Yoko Ogawa

Yoko Ogawa

Si certains des nombreux romans ou recueils de nouvelles de Yoko Ogawa sont parfois un peu ternes, mais toujours animés par des situations étrangement poétiques, des émotions aussi ténues que justes, elle a réussi à se dépasser avec Le Musée du silence, vaste fresque de la mémoire dans laquelle une vieille dame offre à un jeune muséographe l'occasion de réunir une collection hétéroclite d'objets volés du quotidien. L'amnésie d'un individu (et la difficile et miraculeuse filiation qui pouvait en découler) avait déjà explorée dans La Formule préférée du professeur. Temps, mémoire, caractère éphémère des traces du passé sont donc des thèmes récurrents, exploités à satiété, mais sans répétition, ni obsessionnelle, ni stérile.
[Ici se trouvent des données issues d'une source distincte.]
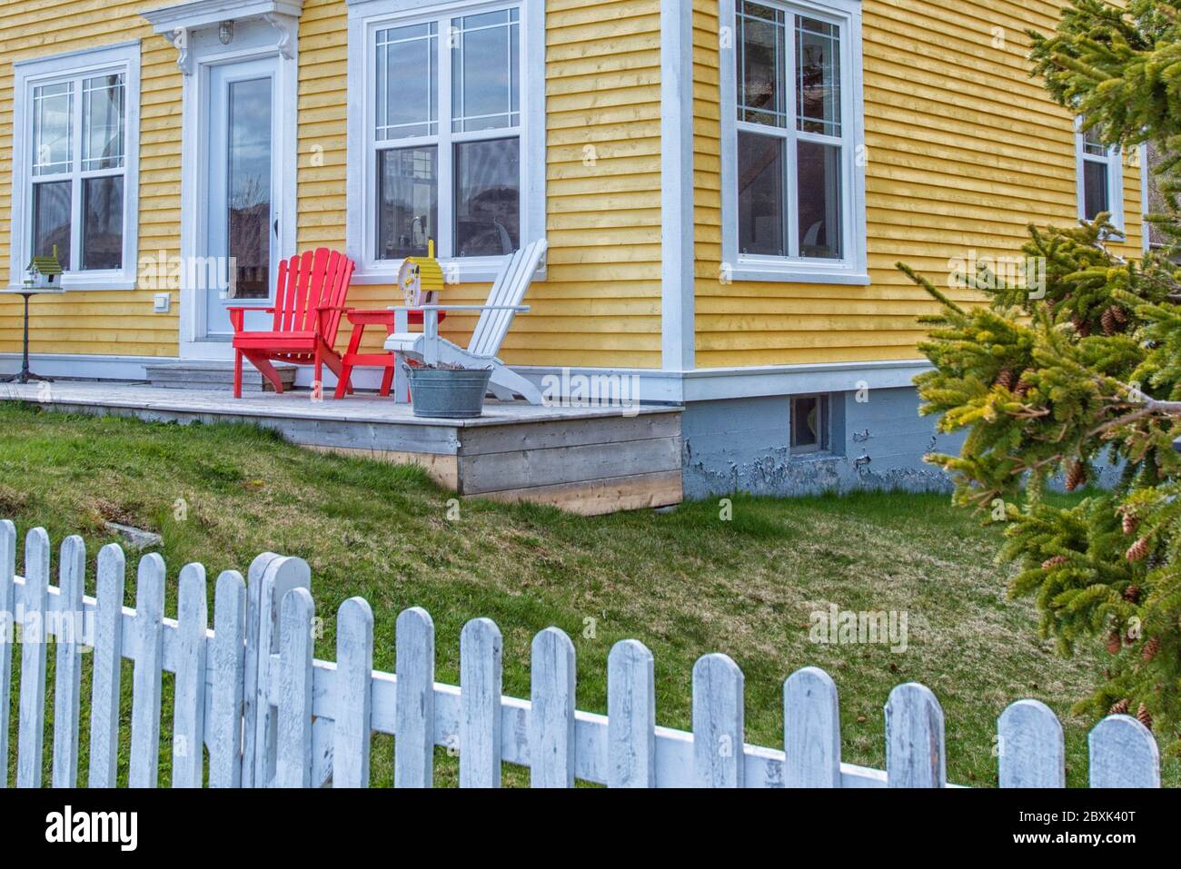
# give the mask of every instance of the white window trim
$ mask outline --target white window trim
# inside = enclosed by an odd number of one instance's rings
[[[805,283],[868,285],[866,254],[866,170],[864,170],[864,85],[861,61],[861,0],[758,0],[789,13],[815,15],[837,24],[844,34],[841,41],[841,117],[853,126],[846,145],[842,177],[846,259],[826,262],[820,259],[750,256],[738,253],[738,80],[735,68],[738,39],[736,0],[720,0],[723,27],[732,34],[724,40],[719,63],[722,81],[722,261],[730,279],[736,281],[783,281]],[[794,119],[792,119],[792,123]],[[852,183],[848,183],[850,182]]]
[[[1108,149],[1107,157],[1087,153],[1087,137],[1083,135],[1083,119],[1075,118],[1075,195],[1078,200],[1078,220],[1087,220],[1087,182],[1083,176],[1084,163],[1104,163],[1108,168],[1108,205],[1111,210],[1111,224],[1124,233],[1123,223],[1123,152],[1120,148]]]
[[[32,259],[32,92],[40,84],[100,72],[126,76],[126,152],[123,171],[123,268],[104,272],[67,272],[61,287],[74,289],[135,289],[139,255],[139,40],[117,43],[102,48],[66,52],[13,64],[13,152],[12,152],[12,237],[9,243],[9,288],[24,286],[25,267]],[[77,135],[77,133],[76,133]],[[74,203],[73,226],[79,203]],[[74,261],[71,260],[71,264]]]
[[[372,43],[376,31],[448,14],[472,14],[507,6],[520,8],[521,39],[521,244],[546,235],[546,9],[544,0],[348,0],[347,202],[345,246],[357,262],[354,283],[393,283],[402,260],[378,260],[373,240],[377,178],[368,118],[373,105]],[[441,32],[438,38],[446,39]],[[450,119],[439,118],[439,126]],[[443,211],[444,190],[439,191]],[[492,281],[507,256],[441,259],[448,280]],[[543,280],[544,272],[535,280]]]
Yoko Ogawa a fait encore un saut qualitatif avec Cristallisation secrète, ajoutant à la disparition des choses, des êtres et des souvenirs qui y sont associés, une dimension politique: c'est une anti utopie où une étrange "police secrète" est l'instrument zélé d'un régime totalitaire. Il s'agit autant d'une altération de l'esprit que de la destruction progressive et programmée du monde qui nous entoure. C'est grâce au personnage de la grand-mère que la narratrice peut prendre conscience de cette anomalie. Sorte de gardienne du temps, modeste déesse Mnémosyne aux émotions encore intactes, elle sera dépassée par l'éditeur "R" dont l'esprit reste un vivant réceptacle, un trésor préservé. Le suspense, qui ne cède pas aux démons et aux clichés du film d'action, s'accélère lorsque son écrivaine le cache dans un entresol aménagé, pendant que sa maison est fouillée par les "traqueurs de mémoire". Les corps vont-ils s'effacer ?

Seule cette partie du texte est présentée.